During this procedure, a graft (either a person’s own fascia, or synthetic mesh) is used to support the vaginal wall.

Once the patient is laying in the correct position a prophylactic antibiotic is generally given. After that, an incision is made near the pubic bone and the procedure of inserting the graft takes place using medical instruments that are inserted through the vagina. After the procedure, vaginal prolapse will no longer occur.

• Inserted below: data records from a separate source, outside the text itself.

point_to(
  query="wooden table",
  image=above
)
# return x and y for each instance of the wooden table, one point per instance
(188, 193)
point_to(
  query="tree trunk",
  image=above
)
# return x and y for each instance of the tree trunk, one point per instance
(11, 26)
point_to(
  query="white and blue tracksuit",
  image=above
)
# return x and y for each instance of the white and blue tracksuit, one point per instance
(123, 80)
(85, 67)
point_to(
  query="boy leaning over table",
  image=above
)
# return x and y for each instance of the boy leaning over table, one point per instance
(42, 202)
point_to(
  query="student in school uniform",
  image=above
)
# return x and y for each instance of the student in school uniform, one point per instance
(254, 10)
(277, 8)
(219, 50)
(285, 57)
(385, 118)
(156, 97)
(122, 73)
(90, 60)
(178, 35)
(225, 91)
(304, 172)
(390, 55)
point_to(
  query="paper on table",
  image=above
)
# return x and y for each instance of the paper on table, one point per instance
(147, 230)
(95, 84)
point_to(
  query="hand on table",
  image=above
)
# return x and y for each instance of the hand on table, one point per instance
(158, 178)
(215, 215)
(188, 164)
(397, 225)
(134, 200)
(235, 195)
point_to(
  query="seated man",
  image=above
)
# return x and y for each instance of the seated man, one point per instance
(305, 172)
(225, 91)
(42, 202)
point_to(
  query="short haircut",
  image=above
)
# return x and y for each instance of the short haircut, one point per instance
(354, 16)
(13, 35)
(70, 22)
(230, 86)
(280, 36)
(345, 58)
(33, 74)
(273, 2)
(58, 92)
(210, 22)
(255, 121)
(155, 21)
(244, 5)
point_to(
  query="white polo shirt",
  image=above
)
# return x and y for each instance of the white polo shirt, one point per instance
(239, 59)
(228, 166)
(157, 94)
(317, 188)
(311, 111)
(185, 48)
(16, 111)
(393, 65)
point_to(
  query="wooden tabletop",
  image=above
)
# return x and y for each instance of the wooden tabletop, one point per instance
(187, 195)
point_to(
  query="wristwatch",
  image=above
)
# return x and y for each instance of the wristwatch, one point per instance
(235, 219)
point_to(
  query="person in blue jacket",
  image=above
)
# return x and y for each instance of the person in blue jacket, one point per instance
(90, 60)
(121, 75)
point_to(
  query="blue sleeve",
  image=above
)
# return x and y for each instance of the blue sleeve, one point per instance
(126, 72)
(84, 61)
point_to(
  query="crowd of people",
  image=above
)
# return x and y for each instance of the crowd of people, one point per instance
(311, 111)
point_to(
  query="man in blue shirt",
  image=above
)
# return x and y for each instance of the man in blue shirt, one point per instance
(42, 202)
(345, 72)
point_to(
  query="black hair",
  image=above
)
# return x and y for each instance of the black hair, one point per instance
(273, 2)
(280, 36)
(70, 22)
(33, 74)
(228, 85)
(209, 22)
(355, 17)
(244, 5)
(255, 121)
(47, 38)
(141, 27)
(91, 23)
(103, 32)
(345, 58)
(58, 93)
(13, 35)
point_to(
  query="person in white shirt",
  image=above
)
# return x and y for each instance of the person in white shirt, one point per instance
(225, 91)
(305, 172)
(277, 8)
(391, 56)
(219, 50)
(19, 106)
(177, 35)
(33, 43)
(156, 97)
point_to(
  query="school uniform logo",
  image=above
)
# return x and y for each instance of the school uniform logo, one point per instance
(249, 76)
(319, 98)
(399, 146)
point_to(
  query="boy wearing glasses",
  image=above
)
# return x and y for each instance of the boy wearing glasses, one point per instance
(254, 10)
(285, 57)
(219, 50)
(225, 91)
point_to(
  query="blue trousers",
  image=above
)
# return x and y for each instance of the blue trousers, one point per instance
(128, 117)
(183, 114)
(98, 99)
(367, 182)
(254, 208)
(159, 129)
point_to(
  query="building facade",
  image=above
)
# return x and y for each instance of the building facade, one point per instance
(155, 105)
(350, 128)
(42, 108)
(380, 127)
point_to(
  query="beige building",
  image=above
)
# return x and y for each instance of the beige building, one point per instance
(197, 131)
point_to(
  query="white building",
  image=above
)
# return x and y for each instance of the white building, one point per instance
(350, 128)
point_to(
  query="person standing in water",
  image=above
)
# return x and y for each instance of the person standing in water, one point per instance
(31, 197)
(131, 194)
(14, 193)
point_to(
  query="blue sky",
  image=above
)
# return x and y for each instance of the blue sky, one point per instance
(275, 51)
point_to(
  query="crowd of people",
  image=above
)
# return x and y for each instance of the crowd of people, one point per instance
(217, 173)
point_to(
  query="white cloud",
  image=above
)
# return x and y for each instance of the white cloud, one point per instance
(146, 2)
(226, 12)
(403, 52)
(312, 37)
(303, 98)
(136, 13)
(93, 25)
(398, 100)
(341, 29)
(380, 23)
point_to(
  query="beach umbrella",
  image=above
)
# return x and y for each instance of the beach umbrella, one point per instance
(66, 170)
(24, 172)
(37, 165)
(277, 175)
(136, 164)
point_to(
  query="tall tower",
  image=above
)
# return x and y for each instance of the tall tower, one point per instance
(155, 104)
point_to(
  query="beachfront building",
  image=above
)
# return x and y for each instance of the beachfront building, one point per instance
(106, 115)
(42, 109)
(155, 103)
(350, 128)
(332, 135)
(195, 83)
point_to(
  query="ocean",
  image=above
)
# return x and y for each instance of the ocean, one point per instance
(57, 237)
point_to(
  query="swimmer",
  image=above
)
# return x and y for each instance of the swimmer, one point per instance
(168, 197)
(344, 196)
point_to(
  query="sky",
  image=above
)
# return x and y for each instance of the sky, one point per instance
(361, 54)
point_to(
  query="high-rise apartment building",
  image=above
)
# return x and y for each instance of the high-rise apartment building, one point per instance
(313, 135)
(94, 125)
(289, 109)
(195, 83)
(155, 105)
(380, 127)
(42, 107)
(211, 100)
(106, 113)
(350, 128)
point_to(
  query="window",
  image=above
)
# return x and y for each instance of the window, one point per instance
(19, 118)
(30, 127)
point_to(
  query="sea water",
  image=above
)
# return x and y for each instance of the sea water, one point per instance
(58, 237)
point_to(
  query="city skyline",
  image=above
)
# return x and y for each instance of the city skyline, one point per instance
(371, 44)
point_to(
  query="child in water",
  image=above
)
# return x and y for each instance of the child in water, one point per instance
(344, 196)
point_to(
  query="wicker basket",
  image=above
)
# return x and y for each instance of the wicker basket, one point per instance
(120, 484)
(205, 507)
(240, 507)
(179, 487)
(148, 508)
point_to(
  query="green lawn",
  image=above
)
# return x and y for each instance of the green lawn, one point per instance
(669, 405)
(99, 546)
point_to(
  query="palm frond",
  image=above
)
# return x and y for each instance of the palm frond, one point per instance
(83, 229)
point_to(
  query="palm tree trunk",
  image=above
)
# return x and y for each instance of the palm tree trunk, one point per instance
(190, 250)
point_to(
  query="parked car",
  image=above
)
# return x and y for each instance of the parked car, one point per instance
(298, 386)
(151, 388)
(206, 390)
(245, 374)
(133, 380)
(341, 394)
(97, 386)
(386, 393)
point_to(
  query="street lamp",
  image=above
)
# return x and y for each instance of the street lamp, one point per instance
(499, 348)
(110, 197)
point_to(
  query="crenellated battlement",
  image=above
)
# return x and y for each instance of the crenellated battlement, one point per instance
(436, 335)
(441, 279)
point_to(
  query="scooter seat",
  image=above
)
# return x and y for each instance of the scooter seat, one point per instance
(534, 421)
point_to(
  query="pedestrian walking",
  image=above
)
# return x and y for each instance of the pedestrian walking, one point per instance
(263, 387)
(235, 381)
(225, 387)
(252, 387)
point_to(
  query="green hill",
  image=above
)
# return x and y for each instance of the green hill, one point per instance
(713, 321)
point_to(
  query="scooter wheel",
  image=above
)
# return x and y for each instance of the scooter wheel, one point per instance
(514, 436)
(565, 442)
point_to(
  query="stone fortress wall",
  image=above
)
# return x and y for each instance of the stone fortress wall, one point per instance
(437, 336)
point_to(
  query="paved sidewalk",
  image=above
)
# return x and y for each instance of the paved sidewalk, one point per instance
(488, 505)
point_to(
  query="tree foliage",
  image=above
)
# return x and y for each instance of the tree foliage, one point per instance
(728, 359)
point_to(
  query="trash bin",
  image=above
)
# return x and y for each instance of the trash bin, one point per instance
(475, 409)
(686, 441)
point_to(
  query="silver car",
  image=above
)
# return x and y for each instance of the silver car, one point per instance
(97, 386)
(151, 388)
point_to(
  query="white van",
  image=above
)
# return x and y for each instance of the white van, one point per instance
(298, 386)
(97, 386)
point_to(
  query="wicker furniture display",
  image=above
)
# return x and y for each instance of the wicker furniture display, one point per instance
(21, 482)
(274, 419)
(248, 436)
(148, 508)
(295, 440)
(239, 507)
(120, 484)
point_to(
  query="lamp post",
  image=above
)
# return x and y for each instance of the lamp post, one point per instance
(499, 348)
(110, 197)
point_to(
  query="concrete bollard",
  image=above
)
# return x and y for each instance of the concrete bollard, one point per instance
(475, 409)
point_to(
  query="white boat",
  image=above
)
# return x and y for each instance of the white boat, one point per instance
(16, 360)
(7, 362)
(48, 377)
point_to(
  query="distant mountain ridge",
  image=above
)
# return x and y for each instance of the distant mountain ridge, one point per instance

Suburethral Sling Revision

Suburethral sling revision is a technique used to aid those individuals suffering from genuine stress incontinence (GSI) and intrinsic sphincter deficiency (ISD). Patients who suffer from GSI and ISD are not able to hold their urine in due to the weakening of their pelvic and sphincter muscles.

If you require treatment for GSI or ISD, a surgeon will first put you under anesthesia and place a Foley catheter in you to drain your urine. The surgeon will then make a small incision in your lower abdomen. During the suburethral sling revision procedure, your doctor will insert a sling (which is approximately 1cm long and made of polypropylene mesh) underneath the urethra to increase compression and prevent the loss of urine.

This procedure generally only takes 15 minutes and the sling does not have to be sewn in, as it will adjust itself within the tissue. After the sling is in, a cystoscope will be used so that the surgeon can see where the sling has been placed. Finally, an antibiotic will be administered to prevent infection of the polypropylene mesh.

Uterosacral Colpopexy

Uterosacral colpopexy (also known as uterosacral ligament suspension) can be a laparoscopic or transvaginal procedure used to correct vaginal prolapse. Vaginal prolapse can occur in women where the pelvic muscles and uterosacral ligaments are weakened as a result of childbirth.

The weakening of the pelvic muscles causes one’s bladder to slip down into the vagina. In some cases, women can even see their uterus or cervix protruding from the vagina.

During the uterosacral colpopexy procedure, the uterosacral ligaments are raised and brought together (or plicated) by placing sutures. These stitches are able to uplift the vaginal cuff and rectify the damage or stretching that has occurred. When the procedure is completed, the vagina is elevated back into its appropriate position and the chances of a prolapse occurring again are decreased.